Quel successo lanciò i gialloblù di Pioli e affossò l'Inter di Benitez.
21.12.2018 11:40 di Paolo Lora Lamia   Vedi letture
© foto di Alberto Mariani
I precedenti, stagione 2010/2011: Chievo-Inter 2-1

Sfida a dir poco insidiosa quella che attende il Chievo: al Bentegodi contro l’Inter di Luciano Spalletti.
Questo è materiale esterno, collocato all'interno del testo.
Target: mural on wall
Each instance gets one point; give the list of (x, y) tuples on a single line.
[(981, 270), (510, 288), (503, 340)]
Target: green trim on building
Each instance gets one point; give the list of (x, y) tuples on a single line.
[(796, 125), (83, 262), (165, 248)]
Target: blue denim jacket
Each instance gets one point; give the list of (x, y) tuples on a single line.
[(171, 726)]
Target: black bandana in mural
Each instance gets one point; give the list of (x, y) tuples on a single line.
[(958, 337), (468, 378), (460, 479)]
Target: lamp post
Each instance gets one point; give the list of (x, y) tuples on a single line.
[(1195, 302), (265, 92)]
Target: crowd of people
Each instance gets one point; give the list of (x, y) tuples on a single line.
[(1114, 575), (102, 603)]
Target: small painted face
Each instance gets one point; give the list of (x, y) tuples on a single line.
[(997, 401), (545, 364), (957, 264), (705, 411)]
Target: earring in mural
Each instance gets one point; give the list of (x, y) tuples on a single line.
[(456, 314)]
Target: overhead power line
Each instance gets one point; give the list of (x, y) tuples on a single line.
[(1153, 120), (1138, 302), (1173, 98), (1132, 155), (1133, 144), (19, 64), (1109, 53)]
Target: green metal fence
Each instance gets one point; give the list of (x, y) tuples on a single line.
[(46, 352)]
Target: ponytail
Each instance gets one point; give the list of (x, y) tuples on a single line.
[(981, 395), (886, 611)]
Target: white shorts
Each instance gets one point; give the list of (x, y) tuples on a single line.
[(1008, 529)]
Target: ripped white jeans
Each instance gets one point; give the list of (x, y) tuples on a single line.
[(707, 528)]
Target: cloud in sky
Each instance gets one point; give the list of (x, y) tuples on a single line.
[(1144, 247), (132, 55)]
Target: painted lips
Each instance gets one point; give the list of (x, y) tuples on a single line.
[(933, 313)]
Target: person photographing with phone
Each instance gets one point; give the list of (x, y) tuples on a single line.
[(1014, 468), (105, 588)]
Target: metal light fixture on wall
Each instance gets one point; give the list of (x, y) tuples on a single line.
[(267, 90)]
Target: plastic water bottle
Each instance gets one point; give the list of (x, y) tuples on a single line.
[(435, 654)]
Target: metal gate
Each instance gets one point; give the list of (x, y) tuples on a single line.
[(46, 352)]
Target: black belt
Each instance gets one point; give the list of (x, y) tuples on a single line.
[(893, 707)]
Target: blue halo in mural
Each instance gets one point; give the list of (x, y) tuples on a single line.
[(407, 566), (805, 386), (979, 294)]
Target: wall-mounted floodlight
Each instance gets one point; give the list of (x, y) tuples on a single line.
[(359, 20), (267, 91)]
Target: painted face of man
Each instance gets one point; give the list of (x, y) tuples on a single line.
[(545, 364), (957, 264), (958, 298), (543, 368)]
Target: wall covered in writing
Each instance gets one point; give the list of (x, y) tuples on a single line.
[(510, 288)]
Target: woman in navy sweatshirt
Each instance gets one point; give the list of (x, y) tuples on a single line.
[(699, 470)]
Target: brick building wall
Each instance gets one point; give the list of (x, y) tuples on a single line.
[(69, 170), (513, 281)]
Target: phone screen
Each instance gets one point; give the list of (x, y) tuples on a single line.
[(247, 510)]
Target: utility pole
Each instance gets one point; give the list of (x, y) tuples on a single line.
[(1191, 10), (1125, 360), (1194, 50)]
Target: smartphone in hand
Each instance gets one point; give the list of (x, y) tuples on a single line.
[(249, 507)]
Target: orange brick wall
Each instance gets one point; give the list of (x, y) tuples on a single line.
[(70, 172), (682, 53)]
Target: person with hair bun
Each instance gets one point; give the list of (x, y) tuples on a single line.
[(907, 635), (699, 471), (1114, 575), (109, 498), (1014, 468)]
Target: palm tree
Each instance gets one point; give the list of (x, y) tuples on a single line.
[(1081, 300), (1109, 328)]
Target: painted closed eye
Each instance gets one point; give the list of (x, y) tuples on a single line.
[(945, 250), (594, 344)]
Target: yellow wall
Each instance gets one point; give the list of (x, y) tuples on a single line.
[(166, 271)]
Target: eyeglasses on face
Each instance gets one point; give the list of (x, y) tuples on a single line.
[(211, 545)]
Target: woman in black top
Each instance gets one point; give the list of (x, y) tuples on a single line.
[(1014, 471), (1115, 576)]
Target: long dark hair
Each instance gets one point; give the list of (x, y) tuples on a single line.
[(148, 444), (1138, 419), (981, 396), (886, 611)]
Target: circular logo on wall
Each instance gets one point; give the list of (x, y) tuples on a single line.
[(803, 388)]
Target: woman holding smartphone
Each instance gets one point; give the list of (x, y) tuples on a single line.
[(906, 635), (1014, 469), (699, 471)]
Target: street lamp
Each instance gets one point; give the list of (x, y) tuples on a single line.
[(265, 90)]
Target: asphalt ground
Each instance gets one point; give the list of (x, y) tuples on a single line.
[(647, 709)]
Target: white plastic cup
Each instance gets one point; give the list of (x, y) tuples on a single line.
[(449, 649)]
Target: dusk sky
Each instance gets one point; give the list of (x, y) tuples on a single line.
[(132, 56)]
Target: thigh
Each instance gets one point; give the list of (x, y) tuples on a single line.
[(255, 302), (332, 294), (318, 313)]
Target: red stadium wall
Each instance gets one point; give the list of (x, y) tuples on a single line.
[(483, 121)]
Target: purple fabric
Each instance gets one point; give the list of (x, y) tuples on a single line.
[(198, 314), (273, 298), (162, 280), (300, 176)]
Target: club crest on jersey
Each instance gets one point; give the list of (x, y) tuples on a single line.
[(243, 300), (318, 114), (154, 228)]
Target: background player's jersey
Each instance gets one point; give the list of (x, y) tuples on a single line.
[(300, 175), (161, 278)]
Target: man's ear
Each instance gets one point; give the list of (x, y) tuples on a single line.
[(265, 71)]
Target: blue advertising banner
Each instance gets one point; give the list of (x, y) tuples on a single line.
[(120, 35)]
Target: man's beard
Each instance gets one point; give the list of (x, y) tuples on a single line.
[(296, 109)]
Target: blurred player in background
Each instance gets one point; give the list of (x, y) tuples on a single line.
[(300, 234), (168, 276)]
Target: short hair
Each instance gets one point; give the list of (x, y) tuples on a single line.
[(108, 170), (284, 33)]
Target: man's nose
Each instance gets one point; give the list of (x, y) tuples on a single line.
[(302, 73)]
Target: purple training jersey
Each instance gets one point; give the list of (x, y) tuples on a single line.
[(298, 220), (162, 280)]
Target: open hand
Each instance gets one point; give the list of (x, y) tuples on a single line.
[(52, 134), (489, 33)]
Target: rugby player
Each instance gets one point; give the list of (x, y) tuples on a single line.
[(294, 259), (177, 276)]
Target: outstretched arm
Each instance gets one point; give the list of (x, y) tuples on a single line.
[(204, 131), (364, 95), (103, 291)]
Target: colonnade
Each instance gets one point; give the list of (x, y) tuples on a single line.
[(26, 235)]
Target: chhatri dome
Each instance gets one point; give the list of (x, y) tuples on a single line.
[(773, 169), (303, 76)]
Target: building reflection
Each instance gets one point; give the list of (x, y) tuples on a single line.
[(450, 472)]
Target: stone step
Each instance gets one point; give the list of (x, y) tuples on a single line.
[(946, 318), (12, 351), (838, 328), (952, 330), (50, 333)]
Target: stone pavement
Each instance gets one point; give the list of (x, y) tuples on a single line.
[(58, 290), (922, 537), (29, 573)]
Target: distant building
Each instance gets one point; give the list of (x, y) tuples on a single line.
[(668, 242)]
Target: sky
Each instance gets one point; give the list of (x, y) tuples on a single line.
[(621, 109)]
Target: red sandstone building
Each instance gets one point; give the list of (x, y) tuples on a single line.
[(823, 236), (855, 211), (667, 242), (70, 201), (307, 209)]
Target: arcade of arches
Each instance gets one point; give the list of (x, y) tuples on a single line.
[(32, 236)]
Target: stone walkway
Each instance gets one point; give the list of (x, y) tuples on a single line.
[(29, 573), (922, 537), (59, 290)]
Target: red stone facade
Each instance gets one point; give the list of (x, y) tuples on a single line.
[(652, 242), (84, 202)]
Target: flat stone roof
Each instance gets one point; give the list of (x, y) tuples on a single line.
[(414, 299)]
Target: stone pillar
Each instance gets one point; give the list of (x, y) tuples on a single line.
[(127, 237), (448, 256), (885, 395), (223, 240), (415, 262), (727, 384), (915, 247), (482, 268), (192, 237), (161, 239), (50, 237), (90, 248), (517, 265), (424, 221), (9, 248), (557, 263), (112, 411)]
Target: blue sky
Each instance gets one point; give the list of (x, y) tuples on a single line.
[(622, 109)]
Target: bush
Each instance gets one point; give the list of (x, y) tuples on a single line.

Un avversario che i gialloblù non hanno battuto molte volte tra le mura amiche negli ultimi anni. Gli ultimi due successi casalinghi contro l’Inter portano le firme di Valter Birsa e Victor Obinna, mentre il precedente risale alla stagione 2010/2011. Era il Chievo di Stefano Pioli che, tra i risultati di prestigio ottenuti in quell’annata, riuscì ad avere la meglio anche sull’Inter campione d’Europa in carica.

I clivensi erano stati protagonisti di un ottimo inizio di stagione ma, nelle ultime quattro partite, avevano racimolato appena tre punti. Peggiore la situazione dell’Inter di Benitez, reduce dal k.o. nel derby. Nonostante la differenza di valori in campo, il Chievo affronta quella gara a viso aperto fin dai primi minuti. Subito una palla gol per Thereau, che costringe Castellazzi alla deviazione in corner. I nerazzurri rispondono con l’unico squillo del loro primo tempo: Eto’o pesca in area Pandev, che salta Sorrentino ma poi colpisce il palo. Scampato il pericolo, il Chievo torna a premere e passa in vantaggio al minuto 29’: Frey pennella dalla destra un cross perfetto per la testa di Pellissier, che svetta su un paio di difensori interisti e trafigge Castellazzi. Il numero 31 sfiora la doppietta in due circostanze prima dell’intervallo. Nella ripresa la squadra di Benitez cerca con maggiore convinzione il gol, ma deve scontrarsi con l’ennesima giornata di grazia di Stefano Sorrentino. Il portiere clivense prima devia in corner il pallonetto di Stankovic dal limite dell’area e poi si oppone ottimamente ad una conclusione da dentro l’area di Eto’o. Il Chievo non si limita solo a difendersi, sfiorando il gol con Constant e Gelson Fernandes e firmando il raddoppio a otto minuti dalla fine. L’autore del gol è Moscardelli, che segna porta sguarnita su passaggio dalla destra di Rigoni. Nel finale Eto’o firma il gol della bandiera, a conclusione di una spettacolare azione personale nella quale salta mezza difesa gialloblù.

Vittoria importante per la squadra di Pioli, che si mantenne nella parte sinistra della classifica ponendo le basi per una tranquilla salvezza. Un successo che viene ricordato ancora con piacere dai tifosi del Chievo, come altri ottenuti in quella positiva stagione.